Мама, конечно, отчитала меня. А Йонас с тех пор и близко не подпускал меня к своим лошадям, о чем я очень сожалел, так как питал к выездному жеребцу не меньшую любовь, чем сам хозяин.
Вместо лошадей Йонас заставил меня пасти отару овец. Я и понятия не имел, как их пасти. Разве только на картинках приходилось видеть мальчика с дудочкой, вокруг которого по зеленому раздолью мирно бродит овечье стадо. По картинкам выходило, что пастушонком быть вовсе не трудно. А у меня даже дудочки нет, чтобы скоротать время. Длинного хлыста — тоже, чтобы стрелять им по овечьим курдюкам. Попробуй посиди на зеленом раздолье просто так, сложа руки, когда тебе всего тринадцать лет. От скуки подохнешь.
Но я жестоко ошибся. Оказывается, с литовскими овечками не соскучишься. Ведь их полагается пасти на строго ограниченном, маленьком участке пастбища, похожем на пятачок, который ничем не огорожен. Вокруг зеленые поля озимой ржи, огороды, сады. Туда овец нельзя пускать. Ну, а как их не пустишь, если они, точно нарочно, лезут именно туда? Причем, не поодиночке, а сразу всем скопом, и блеют с таким остервенением, хоть затыкай уши. Для них не существует запретных зон. Жизнерадостно прыгают друг через друга, словно играют в чехарду. Тискаются кучерявыми, грязными боками. Скачут. Как маленькие чертенята!
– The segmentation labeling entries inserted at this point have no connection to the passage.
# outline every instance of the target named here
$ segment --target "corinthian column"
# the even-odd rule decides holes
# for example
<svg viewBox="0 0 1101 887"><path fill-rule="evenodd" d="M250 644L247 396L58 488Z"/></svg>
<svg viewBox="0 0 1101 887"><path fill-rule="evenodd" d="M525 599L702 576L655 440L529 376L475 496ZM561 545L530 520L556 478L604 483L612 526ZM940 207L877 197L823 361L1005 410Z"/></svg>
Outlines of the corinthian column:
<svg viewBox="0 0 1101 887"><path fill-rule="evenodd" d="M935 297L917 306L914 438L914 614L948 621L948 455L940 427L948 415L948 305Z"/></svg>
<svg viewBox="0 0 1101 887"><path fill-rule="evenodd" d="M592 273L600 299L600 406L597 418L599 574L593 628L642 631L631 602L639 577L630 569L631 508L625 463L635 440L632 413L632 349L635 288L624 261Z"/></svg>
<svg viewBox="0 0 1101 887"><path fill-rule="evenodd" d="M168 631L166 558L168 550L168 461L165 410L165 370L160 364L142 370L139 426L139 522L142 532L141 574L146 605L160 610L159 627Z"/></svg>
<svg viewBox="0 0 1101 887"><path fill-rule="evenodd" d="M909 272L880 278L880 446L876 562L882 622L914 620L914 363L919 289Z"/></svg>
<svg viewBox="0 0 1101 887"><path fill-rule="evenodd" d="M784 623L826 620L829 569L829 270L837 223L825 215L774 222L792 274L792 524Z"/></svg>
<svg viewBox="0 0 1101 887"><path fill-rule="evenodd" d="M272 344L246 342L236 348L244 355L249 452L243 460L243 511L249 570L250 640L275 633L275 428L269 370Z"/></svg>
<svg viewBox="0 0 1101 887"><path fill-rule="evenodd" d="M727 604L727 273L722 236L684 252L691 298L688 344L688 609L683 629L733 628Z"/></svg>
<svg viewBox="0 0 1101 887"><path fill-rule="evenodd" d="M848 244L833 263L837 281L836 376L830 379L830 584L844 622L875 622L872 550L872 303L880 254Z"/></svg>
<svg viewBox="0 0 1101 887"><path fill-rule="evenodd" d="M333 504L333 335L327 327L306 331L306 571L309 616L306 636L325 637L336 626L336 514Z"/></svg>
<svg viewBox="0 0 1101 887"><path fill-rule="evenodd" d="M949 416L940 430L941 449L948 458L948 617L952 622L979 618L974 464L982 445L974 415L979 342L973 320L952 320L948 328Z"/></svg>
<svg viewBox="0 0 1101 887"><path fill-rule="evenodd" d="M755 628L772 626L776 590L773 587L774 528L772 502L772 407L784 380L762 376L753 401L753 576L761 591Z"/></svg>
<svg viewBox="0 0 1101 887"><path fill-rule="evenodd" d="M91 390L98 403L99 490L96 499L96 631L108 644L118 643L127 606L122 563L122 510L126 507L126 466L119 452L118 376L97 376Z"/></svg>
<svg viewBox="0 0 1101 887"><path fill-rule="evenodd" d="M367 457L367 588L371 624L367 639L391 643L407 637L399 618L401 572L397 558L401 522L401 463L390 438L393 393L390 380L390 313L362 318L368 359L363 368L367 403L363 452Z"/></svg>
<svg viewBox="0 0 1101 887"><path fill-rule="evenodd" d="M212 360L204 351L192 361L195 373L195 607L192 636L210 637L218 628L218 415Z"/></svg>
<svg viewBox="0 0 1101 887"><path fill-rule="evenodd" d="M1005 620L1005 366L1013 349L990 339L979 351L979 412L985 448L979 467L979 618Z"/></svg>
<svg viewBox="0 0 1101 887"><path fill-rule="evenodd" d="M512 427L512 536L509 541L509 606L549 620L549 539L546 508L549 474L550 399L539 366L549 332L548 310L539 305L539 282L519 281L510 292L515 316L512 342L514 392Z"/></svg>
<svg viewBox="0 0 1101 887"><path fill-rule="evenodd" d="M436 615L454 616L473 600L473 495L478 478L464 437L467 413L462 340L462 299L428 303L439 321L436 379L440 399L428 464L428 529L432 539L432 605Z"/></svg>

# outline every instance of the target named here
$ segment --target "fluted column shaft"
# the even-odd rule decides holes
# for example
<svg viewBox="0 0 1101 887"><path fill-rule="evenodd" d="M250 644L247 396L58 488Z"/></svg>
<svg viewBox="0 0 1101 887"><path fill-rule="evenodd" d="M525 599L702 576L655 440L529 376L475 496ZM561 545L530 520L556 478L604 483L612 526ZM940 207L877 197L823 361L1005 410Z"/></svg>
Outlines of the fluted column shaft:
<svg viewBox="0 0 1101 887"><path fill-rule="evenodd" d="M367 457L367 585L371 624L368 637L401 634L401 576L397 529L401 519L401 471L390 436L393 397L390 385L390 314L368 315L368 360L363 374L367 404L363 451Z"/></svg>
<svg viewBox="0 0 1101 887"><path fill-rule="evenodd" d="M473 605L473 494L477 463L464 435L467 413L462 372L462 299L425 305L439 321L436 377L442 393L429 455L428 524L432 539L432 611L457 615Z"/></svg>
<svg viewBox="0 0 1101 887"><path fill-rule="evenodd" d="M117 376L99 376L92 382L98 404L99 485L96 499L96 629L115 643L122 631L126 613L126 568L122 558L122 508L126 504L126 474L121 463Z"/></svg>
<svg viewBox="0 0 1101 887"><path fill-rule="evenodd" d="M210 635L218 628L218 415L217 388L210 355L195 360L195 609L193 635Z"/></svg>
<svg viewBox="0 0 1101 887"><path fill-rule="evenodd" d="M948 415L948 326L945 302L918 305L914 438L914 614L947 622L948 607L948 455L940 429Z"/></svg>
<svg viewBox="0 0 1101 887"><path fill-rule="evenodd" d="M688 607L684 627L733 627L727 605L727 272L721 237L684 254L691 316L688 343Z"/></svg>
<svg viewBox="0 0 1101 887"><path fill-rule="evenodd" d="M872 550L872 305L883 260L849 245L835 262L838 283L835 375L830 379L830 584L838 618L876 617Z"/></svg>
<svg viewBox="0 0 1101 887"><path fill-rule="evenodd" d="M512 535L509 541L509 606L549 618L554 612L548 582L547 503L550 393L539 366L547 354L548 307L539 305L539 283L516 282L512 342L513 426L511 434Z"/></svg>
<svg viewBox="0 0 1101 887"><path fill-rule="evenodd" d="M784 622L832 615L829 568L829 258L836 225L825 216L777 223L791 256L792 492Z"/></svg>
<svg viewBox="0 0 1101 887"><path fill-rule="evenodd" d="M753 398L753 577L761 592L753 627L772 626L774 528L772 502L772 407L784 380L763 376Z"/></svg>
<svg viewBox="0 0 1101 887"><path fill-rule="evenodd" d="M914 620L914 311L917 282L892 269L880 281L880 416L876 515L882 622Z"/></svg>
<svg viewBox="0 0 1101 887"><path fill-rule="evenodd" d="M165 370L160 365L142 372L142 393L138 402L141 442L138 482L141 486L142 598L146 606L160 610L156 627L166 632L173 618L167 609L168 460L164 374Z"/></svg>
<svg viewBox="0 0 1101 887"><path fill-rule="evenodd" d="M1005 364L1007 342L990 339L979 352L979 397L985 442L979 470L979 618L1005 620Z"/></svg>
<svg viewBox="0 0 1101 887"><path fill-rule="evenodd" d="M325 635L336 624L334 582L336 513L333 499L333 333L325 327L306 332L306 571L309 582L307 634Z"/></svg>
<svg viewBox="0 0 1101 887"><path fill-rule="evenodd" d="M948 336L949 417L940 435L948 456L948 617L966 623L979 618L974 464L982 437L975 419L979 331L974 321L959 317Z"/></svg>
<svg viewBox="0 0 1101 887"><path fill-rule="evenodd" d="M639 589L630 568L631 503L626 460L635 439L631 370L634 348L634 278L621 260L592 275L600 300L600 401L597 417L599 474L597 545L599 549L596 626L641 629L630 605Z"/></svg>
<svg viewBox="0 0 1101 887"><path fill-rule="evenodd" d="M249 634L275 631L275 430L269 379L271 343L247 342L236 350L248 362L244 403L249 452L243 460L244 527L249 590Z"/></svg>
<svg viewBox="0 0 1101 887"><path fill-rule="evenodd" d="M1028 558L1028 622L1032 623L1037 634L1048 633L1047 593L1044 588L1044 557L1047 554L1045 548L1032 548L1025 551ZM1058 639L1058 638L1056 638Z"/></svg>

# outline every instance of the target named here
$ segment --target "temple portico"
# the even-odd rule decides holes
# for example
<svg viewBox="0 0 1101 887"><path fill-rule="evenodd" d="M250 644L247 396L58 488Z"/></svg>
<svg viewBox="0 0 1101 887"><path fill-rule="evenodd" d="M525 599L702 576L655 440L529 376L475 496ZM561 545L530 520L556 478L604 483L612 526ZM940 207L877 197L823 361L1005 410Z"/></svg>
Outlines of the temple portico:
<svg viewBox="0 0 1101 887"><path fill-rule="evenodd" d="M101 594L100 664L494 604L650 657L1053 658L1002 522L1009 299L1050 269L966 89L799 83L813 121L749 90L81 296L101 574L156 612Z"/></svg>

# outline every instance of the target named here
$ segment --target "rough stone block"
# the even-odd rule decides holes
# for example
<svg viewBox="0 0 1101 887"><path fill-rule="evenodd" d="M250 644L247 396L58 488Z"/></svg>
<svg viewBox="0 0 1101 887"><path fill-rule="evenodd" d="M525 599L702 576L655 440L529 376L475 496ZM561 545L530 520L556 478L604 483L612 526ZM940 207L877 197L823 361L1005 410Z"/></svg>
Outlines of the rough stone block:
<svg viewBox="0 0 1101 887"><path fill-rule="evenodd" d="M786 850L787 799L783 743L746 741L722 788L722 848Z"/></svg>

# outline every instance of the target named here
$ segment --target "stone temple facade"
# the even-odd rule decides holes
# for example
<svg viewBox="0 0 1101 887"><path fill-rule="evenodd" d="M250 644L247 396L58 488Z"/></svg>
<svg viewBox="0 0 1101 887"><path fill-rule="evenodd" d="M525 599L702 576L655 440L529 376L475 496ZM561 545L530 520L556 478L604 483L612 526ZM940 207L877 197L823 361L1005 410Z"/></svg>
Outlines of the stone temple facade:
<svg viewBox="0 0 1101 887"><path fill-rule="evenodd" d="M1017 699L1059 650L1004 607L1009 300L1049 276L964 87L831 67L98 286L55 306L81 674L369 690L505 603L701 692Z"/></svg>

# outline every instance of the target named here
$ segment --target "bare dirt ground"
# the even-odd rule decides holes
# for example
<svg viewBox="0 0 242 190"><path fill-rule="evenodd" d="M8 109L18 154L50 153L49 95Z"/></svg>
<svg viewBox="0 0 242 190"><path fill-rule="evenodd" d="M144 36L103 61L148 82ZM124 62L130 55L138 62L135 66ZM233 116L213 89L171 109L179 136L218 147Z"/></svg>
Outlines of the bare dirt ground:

Я хватаю земляной ком и бросаю в хозяйских овец. Они моментально поворачиваются и с озимых несутся в другой конец поляны, на хозяйские огороды, тоже ничем не огороженные. Я сгоняю их с огородов — они с той же неимоверной прытью дружно бегут опять на озимые.
— Стой! — кричу им, чуть не плача от бессильного негодования. — Стой, мерзавцы!..
Но они и ухом не ведут: уже топчут своими копытцами урожай пана Йонаса и пани Зоси. Безобидные овцы становятся для меня хуже фашистов. «Ну, погодите, я вам покажу!» — шиплю я, загораясь местью. Прячась за валунами, подползаю к ним по-пластунски с тыла и бросаю в них довольно увесистый булыжник.
Всю отару как ветром сдуло. И вот она уже на огороде месит огуречные грядки, валит помидорную ботву, втаптывает в землю кудрявые султанчики моркови.
Я измучился вконец. У меня нет больше сил бегать за ними, нет сил кричать на них. Я тихим шагом плетусь на огороды, совершенно потеряв надежду загнать бестолковых животных на отведенный для них пятачок.
Неожиданно со стороны луга показался хозяин. Он быстрым шагом направлялся ко мне. У меня екнуло сердце: наверняка бить будет. Я не знал, что делать: удирать или оставаться на месте? Потом решил, что от судьбы все равно не убежишь, и пошел навстречу ему. Уже вижу его багровую лысину и круглые, навыкате, глаза, горящие недобрыми зеленоватыми огоньками, и вдруг слышу родной голосок:
— Вова, подожди!
Я оглянулся: с огородов ко мне бежала мама. Овец она уже выгнала на лужайку. Мои страхи улеглись: там, где мама, — бояться нечего.
Так и было. Йонас и на этот раз не тронул меня, но пришел в неописуемый ужас, когда увидел, что натворили его овцы на озимых посевах и в огороде. Он кричал, ругался, топал ногами, тряс головой, потом убежал куда-то.
С того дня хозяева навсегда отстранили меня и от этой работы. Пасти овец была нанята литовская девочка из бедной крестьянской семьи. Звали ее Онуте Мецкуте. Она примерно моего возраста. С темным цыганским лицом. Носила коротенькую юбочку из серой грубой ткани и такую же курточку. На голове — косынка, а на грязных, в цыпках, ногах — огромные деревянные башмаки, громко хлопающие при ходьбе. Это была юркая, подвижная девочка с бегающими, как у полевого мышонка, черными глазами. Ходила она как-то вприпрыжку, сверкая оголенными сморщенными коленями, которые прямо-таки лопались от грязи. «Замарашка какая-то», — подумал я и однажды, когда она проходила мимо меня, решил пошутить, подставив ей ножку. Она брякнулась на землю. С тех пор Онуте Мецкуте боялась меня как огня и обходила всегда стороной. Эта чумазая бедная пастушка была пуглива, как овечка. Зато овцы ей подчинялись с удивительной послушностью.